Hope this will help you. Note that, this public key is consistent with the private key which is used in Signature Generation method :

/**
     * This method will sign message with RSA 2048 key
     * @return Void
     */
    public void rsaSign (String message) throws Exception {
        //key generation
        KeyPairGenerator keyGen = KeyPairGenerator.getInstance("RSA");
        SecureRandom random = SecureRandom.getInstance("SHA1PRNG", "SUN");
        keyGen.initialize(2048, random);

        KeyPair keyPair = keyGen.generateKeyPair();
        PrivateKey priv = keyPair.getPrivate();
        PublicKey pub   = keyPair.getPublic();

        System.out.println("RSAPub key Mod for Sign/Verify  : " + Helper.toHex(((RSAPublicKey)pub).getModulus().toByteArray()));
        System.out.println("RSAPub key Exp for Sign/Verify  : " + Helper.toHex(((RSAPublicKey)pub).getPublicExponent().toByteArray()));

        //sign
        Signature dsa   = Signature.getInstance(signALG);
        dsa.initSign(priv);

        dsa.update(Helper.toByte(message));
        byte[] realSig = dsa.sign();
        System.out.println("RSA Sign-Data   : " + Helper.toHex(realSig));
    }


/**
     * This method verify signature with RSA public key
     * @param message The plain message
     * @param rsaMOD RSA Public key Modulus in string
     * @param rsaEXP RSA Public key Exponent in string
     * @param rsaSignData Signature which will be verified
     * @return true if verifications success, false otherwise
     */
    public boolean rsaVerify(String message, String rsaMOD, String rsaEXP, String rsaSignData) throws Exception {
        BigInteger modBigInteger = new BigInteger(Helper.toByte(rsaMOD));
        BigInteger exBigInteger = new BigInteger(Helper.toByte(rsaEXP));

        RSAPublicKeySpec spec = new RSAPublicKeySpec(modBigInteger, exBigInteger);
        KeyFactory factory = KeyFactory.getInstance("RSA");
        PublicKey publicKey = factory.generatePublic(spec);

        Signature signature = Signature.getInstance(signALG);
        signature.initVerify(publicKey);
        signature.update(Helper.toByte(message));

        return signature.verify(Helper.toByte(rsaSignData));
    }

Answer 2

You should try and test these things locally first, with your own generated key pair. If that fails your code is wrong - it's a very simple wrapper around Java Signature so that's not at all that likely.

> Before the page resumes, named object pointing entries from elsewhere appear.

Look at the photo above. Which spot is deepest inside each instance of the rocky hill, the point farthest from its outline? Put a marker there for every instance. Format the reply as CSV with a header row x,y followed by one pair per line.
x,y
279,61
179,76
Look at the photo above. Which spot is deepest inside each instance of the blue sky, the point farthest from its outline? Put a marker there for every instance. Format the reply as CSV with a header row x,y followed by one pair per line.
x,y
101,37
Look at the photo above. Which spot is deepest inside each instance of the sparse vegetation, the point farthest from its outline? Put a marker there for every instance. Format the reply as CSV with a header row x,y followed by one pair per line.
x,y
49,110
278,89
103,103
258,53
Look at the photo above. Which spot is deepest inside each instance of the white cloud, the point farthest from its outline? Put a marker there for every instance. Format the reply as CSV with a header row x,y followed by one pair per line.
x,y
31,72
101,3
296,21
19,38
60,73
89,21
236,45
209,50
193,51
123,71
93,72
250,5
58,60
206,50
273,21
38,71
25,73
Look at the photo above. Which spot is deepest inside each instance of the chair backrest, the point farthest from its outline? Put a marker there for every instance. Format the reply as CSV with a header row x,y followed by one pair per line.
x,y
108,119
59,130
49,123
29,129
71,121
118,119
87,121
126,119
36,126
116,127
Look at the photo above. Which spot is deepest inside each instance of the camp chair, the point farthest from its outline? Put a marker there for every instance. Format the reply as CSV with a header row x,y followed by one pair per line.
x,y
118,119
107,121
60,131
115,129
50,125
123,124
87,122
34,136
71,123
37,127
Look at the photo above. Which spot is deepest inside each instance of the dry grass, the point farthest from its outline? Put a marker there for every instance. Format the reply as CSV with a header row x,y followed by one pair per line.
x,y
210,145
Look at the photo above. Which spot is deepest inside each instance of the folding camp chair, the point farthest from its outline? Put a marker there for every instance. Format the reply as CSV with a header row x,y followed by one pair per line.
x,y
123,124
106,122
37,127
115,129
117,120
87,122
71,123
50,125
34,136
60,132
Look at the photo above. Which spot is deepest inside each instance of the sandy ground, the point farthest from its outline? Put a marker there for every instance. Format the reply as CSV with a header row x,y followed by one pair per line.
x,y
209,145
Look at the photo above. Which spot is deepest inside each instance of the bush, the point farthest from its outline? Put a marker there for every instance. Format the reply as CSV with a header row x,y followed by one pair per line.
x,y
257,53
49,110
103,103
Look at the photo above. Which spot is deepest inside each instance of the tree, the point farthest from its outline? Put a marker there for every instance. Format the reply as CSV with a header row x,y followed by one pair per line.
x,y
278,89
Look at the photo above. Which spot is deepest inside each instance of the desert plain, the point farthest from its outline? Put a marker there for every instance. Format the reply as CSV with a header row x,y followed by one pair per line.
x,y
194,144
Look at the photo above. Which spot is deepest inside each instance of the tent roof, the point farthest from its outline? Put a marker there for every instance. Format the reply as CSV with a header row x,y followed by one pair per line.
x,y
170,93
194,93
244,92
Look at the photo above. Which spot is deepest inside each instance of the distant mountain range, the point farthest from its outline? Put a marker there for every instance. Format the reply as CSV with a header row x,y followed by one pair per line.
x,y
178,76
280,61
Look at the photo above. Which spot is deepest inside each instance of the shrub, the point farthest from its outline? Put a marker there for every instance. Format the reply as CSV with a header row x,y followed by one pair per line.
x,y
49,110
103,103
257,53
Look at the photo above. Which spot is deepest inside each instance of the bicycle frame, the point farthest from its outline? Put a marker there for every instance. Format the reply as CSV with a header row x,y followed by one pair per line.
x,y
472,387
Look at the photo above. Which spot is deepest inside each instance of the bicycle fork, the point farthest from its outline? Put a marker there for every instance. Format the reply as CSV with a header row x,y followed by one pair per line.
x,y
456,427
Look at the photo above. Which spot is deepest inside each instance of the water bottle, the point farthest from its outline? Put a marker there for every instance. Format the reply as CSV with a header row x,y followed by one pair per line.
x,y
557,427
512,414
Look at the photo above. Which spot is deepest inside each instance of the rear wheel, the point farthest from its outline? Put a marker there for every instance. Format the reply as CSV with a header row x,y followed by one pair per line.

You already used a complete specification of the signature algorithm, so provider defaults are not an issue here.

Then check the correctness of the data on both sides by printing it out in Hex or Base64 right before signature generation/verification. If that fails you've got an I/O or encoding/decoding error. Encoding/decoding errors & string handling make up about 30% of the total of cryptography related questions!

Finally you could obtain and compare the modulus of the private and public key. If the moduli don't match then you're using a private and public key of a different key pair, and signature verification will of course always fail.